First came the regimental band of the nearest garrison, dressed in civilian’s clothes—then, under the vigilance of two brightly attired freshmen, the blue, white and golden banner of the fraternity, next the officers accompanied by other freshmen, and finally the active members in whom the dignity, decency and fighting strength of the fraternity were embodied. A gay little crowd of elderly gentlemen, ladies and guests followed in less rigid order. Last came, as always and everywhere, the barefoot children of the village. The procession came to a halt in front of the Prussian Eagle, a long-drawn single story structure of frame. The newly added dance hall with its three great windows protruded loftily above the house.
The banner was lowered, the horns of the band gave wild, sharp signals to which no one attended, and Pastor Rhode, a sedate man of fifty dressed in the scarf and slashed cap of the order, stepped from the inn door to pronounce the address of welcome. At this moment it happened that one of the two banner bearers who had stood at the right and left of the flag with naked foils, rigid as statues, slowly tilted over forward and buried his face in the green sward.
This event naturally put an immediate end to the ceremony. Everybody, men and women, thronged around the fallen youth and were quickly pushed back by the medical fraternity men who were present in various stages of professional development.
The medical wisdom of this many-headed council culminated in the cry:
“A glass of water!”
Immediately a young girl—hot-eyed and loose-haired, exquisite in the roundedness of half maturity—rushed out of the door and handed a glass to the gentlemen who had turned the fainting lad on his back and were loosening scarf and collar.
He lay there, in the traditional garb of the fraternity, like a young cavalry man of the time of the Great Elector—with his blue, gold-braided doublet, close-fitting breeches of white leather and mighty boots whose flapping tops swelled out over his firm thighs. He couldn’t be above eighteen or nineteen, long and broad though he was, with his cheeks of milk and blood, that showed no sign of down, no duelling scar. You would have thought him some mother’s pet, had there not been a sharp line of care that ran mournfully from the half-open lips to the chin.

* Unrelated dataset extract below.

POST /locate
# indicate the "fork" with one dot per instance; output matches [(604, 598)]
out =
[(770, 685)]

The cold water did its duty. Sighing, the lad opened his eyes—two pretty blue boy’s eyes, long lashed and yet a little empty of expression as though life had delayed giving them the harder glow of maturity.
These eyes fell upon the young girl who stood there, with hands pressed to her heaving bosom, in an ecstatic desire to help.
“Where can we carry him?” asked one of the physicians.
“Into my room,” she cried, “I’ll show you the way.”
Eight strong hands took hold and two minutes later the boy lay on the flowered cover of her bed. It was far too short for him, but it stood, soft and comfortable, hidden by white mull curtains in a corner of her simple room.
He was summoned back to full consciousness, tapped, auscultated and examined. Finally he confessed with a good deal of hesitation that his right foot hurt him a bit—that was all.
“Are the boots your own, freshie?” asked one of the physicians.
He blushed, turned his gaze to the wall and shook his head.
“Well, then, off with the wretched thing.”
But all exertion of virile strength was in vain. The boot did not budge. Only a low moan of suffering came from the patient.
“There’s nothing to be done,” said one, “little miss, let’s have a bread-knife.”
Anxious and with half-folded hands she had stood behind the doctors.
Now she rushed off and brought the desired implement.
“But you’re not going to hurt him?” she asked with big, beseeching eyes.
“No, no, we’re only going to cut his leg off,” jested one of the by-standers and took the knife from her clinging fingers.
Two incisions, two rents along the shin—the leather parted. A steady surgeon’s hand guided the knife carefully over the instep. At last the flesh appeared—bloody, steel-blue and badly swollen.
“Freshie, you idiot, you might have killed yourself,” said the surgeon and gave the patient a paternal nudge. “And now, little miss, hurry—sugar of lead bandages till evening.”